Ailleurs, c’est l’adverbe « Peut-être » et le mode interrogatif
qui apportent aux assertions un fort coefficient
d’incertitude :
Peut-être qu’il
appelle à lui, pendant tout ce temps, sans que je l’entende.
(Un temps.) Bien sûr, j’entends des cris. (Un
temps.) Mais ils sont dans ma tête, non [19] ?
Bien entendu,
les systèmes hypothétiques, en particulier le potentiel, sous la
forme du conditionnel présent, sont aussi les relais attendus de
cette attitude énonciative : « Tu serais d’accord, Willie, je
pense, sur cette façon de voir. » (p. 37).
Pourtant la
difficile détermination d’un dénoté stable est encore plus
éclatante lorsqu’apparaît la figure de l’épanorthose, par laquelle
Winnie corrige un discours sans cesse mal assuré,
déséquilibré :
Il ne se passe
pas de jour – (sourire) – le vieux style ! -
(fin du sourire) – presque pas, sans quelque
enrichissement du savoir si minime soit-il, l’enrichissement je
veux dire, pour peu qu’on s’en donne la peine. […] Par moments je
trouve ton attitude un peu étrange, Willie, ça ne te ressemble pas
d’être cruel sans nécessité. (Un temps.) Étrange ?

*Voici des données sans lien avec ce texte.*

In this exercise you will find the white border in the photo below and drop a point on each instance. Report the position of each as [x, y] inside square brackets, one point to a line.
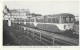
[30, 47]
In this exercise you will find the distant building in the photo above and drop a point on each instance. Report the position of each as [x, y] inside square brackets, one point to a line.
[77, 18]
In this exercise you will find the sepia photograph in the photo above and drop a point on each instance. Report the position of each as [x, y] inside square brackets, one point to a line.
[40, 23]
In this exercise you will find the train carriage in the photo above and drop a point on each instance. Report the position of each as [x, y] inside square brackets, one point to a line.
[53, 23]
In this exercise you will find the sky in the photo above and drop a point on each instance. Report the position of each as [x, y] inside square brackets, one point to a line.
[45, 7]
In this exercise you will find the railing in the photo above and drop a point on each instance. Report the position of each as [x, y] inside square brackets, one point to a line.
[42, 36]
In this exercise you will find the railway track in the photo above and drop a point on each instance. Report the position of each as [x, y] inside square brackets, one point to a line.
[47, 38]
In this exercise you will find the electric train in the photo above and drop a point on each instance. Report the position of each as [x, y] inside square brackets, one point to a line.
[53, 23]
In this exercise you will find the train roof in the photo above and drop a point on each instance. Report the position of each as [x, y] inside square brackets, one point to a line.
[63, 14]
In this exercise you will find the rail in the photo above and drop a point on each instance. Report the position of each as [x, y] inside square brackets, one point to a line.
[42, 36]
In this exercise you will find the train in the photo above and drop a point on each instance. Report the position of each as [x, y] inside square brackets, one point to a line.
[54, 23]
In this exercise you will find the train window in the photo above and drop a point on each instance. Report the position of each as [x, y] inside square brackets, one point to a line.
[71, 20]
[53, 20]
[67, 20]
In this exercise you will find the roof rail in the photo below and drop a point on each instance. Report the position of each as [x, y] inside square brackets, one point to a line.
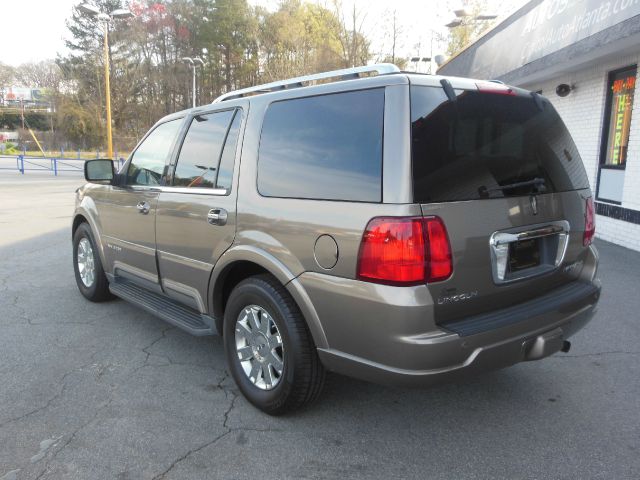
[297, 82]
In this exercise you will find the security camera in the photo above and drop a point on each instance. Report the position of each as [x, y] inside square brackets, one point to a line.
[563, 89]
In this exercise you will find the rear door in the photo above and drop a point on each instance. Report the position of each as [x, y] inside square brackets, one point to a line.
[128, 211]
[501, 170]
[196, 214]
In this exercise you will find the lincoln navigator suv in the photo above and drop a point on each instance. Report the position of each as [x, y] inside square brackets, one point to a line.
[395, 227]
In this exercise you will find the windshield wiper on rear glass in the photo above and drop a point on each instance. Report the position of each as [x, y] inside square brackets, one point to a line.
[536, 182]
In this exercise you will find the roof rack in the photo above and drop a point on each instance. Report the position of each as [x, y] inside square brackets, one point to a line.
[297, 82]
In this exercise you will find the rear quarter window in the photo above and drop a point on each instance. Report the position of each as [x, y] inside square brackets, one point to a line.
[324, 147]
[483, 144]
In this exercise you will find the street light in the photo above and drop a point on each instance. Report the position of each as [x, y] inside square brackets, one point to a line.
[415, 60]
[464, 17]
[194, 62]
[105, 18]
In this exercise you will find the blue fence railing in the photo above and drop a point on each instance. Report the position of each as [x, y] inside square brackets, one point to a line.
[55, 165]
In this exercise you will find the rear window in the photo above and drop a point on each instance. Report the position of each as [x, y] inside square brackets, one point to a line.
[325, 147]
[487, 145]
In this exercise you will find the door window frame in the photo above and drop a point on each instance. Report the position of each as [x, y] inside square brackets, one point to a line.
[173, 160]
[124, 170]
[175, 157]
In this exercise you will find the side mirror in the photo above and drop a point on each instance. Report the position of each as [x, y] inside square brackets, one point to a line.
[99, 171]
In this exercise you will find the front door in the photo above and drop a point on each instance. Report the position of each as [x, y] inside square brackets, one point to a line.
[196, 212]
[127, 212]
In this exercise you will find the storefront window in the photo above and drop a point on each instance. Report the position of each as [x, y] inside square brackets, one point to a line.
[615, 134]
[619, 105]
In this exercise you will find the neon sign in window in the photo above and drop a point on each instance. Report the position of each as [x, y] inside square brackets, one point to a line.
[619, 105]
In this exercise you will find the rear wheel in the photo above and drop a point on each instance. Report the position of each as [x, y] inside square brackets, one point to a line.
[90, 277]
[269, 349]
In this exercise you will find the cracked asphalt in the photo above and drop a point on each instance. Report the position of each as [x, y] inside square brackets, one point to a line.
[93, 391]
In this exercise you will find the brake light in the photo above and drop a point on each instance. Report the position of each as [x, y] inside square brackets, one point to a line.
[589, 223]
[496, 88]
[405, 251]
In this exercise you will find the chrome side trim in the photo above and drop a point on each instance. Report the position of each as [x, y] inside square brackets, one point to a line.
[185, 261]
[196, 191]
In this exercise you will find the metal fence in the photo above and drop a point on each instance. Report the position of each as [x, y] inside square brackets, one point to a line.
[55, 165]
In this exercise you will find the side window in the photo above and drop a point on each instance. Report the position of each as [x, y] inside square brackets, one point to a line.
[200, 153]
[225, 172]
[148, 161]
[325, 147]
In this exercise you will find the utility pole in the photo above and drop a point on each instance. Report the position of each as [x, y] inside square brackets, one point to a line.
[194, 63]
[105, 18]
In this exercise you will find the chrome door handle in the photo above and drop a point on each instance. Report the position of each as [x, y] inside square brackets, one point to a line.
[143, 207]
[217, 216]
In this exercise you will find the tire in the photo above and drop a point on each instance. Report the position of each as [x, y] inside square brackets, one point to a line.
[302, 377]
[96, 290]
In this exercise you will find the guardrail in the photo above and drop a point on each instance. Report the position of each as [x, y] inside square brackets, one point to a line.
[55, 165]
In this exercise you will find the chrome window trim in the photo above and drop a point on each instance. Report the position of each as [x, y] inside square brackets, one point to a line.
[194, 190]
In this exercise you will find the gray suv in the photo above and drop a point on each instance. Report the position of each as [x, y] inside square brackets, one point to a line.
[395, 227]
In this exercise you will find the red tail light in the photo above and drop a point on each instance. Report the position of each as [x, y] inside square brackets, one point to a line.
[589, 222]
[405, 251]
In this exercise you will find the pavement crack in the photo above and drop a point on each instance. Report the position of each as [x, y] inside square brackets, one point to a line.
[73, 435]
[185, 456]
[55, 397]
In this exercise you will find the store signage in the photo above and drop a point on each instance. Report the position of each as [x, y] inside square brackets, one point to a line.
[547, 28]
[620, 100]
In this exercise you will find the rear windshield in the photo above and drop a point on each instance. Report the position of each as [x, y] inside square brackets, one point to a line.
[486, 145]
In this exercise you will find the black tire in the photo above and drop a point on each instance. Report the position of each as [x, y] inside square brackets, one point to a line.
[98, 291]
[303, 375]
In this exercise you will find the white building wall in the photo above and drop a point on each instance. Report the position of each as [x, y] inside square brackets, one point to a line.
[583, 112]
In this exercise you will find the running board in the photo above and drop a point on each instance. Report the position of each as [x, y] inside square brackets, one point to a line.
[167, 309]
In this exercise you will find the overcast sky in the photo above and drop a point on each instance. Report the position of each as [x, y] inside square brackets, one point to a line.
[34, 30]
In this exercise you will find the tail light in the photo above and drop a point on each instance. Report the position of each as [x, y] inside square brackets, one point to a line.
[589, 223]
[405, 251]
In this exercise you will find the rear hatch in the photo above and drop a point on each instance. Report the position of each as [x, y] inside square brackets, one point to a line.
[499, 167]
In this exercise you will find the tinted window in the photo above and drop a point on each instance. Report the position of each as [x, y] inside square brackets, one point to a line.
[200, 152]
[148, 161]
[225, 172]
[325, 147]
[484, 143]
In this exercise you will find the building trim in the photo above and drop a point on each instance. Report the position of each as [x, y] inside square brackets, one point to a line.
[618, 213]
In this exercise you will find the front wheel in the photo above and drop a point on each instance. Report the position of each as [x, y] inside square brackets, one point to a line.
[90, 277]
[269, 349]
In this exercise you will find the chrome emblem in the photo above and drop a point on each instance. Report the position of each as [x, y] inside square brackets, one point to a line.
[460, 297]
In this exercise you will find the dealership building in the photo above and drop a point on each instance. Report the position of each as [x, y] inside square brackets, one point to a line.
[583, 56]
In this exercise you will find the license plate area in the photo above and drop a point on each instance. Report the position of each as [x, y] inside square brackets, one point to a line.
[525, 253]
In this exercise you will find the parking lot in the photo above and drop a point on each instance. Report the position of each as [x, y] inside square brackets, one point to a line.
[92, 391]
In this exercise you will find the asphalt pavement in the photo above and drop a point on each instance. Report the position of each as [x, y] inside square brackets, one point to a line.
[93, 391]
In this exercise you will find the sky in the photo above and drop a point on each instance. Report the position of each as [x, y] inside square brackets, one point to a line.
[36, 28]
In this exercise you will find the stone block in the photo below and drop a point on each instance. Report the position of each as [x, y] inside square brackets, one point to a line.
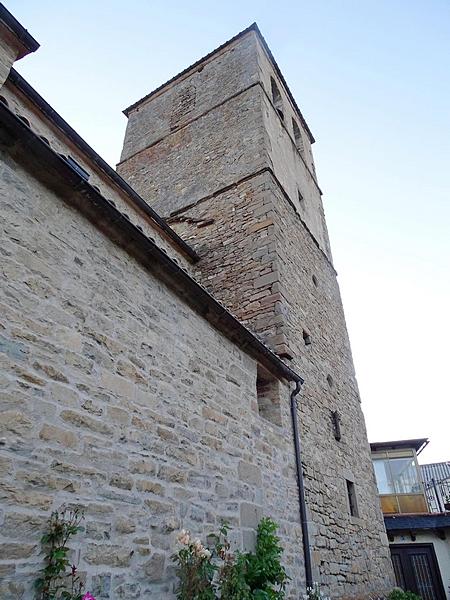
[249, 473]
[250, 515]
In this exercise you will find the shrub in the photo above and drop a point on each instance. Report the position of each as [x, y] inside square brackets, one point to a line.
[217, 573]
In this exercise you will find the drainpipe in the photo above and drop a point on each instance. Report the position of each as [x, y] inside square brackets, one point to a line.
[300, 485]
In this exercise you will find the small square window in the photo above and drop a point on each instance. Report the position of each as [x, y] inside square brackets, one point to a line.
[268, 395]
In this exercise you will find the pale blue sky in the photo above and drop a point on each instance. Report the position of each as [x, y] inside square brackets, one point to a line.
[372, 79]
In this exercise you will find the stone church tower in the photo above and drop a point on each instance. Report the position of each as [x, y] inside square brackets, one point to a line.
[223, 152]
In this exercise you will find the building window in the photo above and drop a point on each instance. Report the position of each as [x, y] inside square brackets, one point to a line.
[306, 338]
[336, 420]
[351, 495]
[268, 396]
[276, 98]
[298, 136]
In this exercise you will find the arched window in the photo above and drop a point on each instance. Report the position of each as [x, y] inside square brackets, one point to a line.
[276, 98]
[298, 136]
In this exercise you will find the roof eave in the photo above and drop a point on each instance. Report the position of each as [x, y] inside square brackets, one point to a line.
[29, 148]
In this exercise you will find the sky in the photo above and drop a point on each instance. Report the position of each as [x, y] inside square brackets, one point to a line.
[372, 79]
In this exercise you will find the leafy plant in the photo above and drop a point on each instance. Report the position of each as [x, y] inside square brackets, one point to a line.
[205, 573]
[195, 570]
[399, 594]
[265, 575]
[58, 581]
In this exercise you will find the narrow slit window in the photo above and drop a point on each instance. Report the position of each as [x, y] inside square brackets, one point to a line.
[351, 494]
[298, 136]
[268, 396]
[336, 420]
[276, 98]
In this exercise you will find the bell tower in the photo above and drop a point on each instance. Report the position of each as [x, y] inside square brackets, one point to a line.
[223, 152]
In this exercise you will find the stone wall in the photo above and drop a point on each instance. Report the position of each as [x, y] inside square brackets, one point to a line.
[22, 106]
[202, 88]
[265, 254]
[118, 398]
[266, 278]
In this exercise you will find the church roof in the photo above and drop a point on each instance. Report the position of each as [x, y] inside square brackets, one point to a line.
[30, 149]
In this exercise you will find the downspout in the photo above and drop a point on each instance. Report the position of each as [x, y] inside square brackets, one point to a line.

(Un temps.) Non. (Sourire.) Pas ici.
(Sourire plus large.) Plus maintenant [20].
Si dans la
tradition classique cette figure permettait à la pensée de trouver
un point d’aboutissement, il n’en est rien ici, puisqu’on voit que
l’argumentation tourne en rond, ou bien qu’elle se nie elle-même.
Le propre de cette figure est de faire entendre, sous un locuteur
apparemment unique, un locuteur second qui exprime une vérité
cachée. C’est le cas, ici, du deuxième exemple. S’ouvre alors une
brèche dans l’unité de l’instance d’énonciation, phénomène qu’on
se doit d’examiner plus avant.
« ma tête est
pleine de cris » (p. 68)
L’isolement de
Winnie conduit donc sa parole à se fonder sur un repérage dont le
contexte est cependant mal assuré. Face à ce manque, le discours se
replie vers le soliloque. L’enlisement thématique dont témoigne
l’organisation textuelle offre un terrain favorable à l’instabilité
du référent dont l’émetteur tente de rendre compte, ce qui a pour
conséquence d’entraîner l’éclatement de ce dernier.
« Les mots vous
lâchent » (p. 30)
En tant que
locuteur, Winnie tend en effet à la fragmentation, tant les actes
énonciatifs qu’elle s’efforce de porter connaissent une série de
ratés, d’arrêts, de retardements. L’aposiopèse devient alors une
figure déterminante. De façon somme toute réaliste, le discours de
Winnie peut être interrompu par une ponctuation forte, le tiret,
en raison d’une action qu’elle accomplit simultanément à sa prise
de parole, comme ouvrir une ombrelle :
(elle ramasse
l’ombrelle) […] (Elle commence à l’ouvrir. Les difficultés qu’en
ce faisant elle rencontre, et surmonte, ponctuent ce qui suit.) On
s’abstient – on se retient – de hisser – crainte de hisser – trop
tôt – et le jour passe – sans retour – sans qu’on ait hissé – le
moins du monde [21].
Le tiret espace
les différents groupes syntaxiques ce qui implique, sur le plan du
jeu, une série de pauses, privant l’émission du texte de sa
continuité. Plus tard, le même fait de style et de diction sera
réutilisé lorsque Winnie se lime les ongles (p. 48).
Mais la prise
de parole peut aussi être décomposée car elle ne parvient pas à
son plein développement. Elle présente alors une sorte de
bégaiement qui la conduit à un émiettement répétitif. Si l’on
prend le cas de la séquence correspondant à la lecture de
l’étiquette de la brosse à dents, on constate qu’elle commence
page 13 pour s’achever page 24, soit neuf pages. Ce jeu de scène
se scinde en cinq phases successives : lecture, lecture avec
lunettes, nettoyage de lunettes, nettoyage du manche de la brosse.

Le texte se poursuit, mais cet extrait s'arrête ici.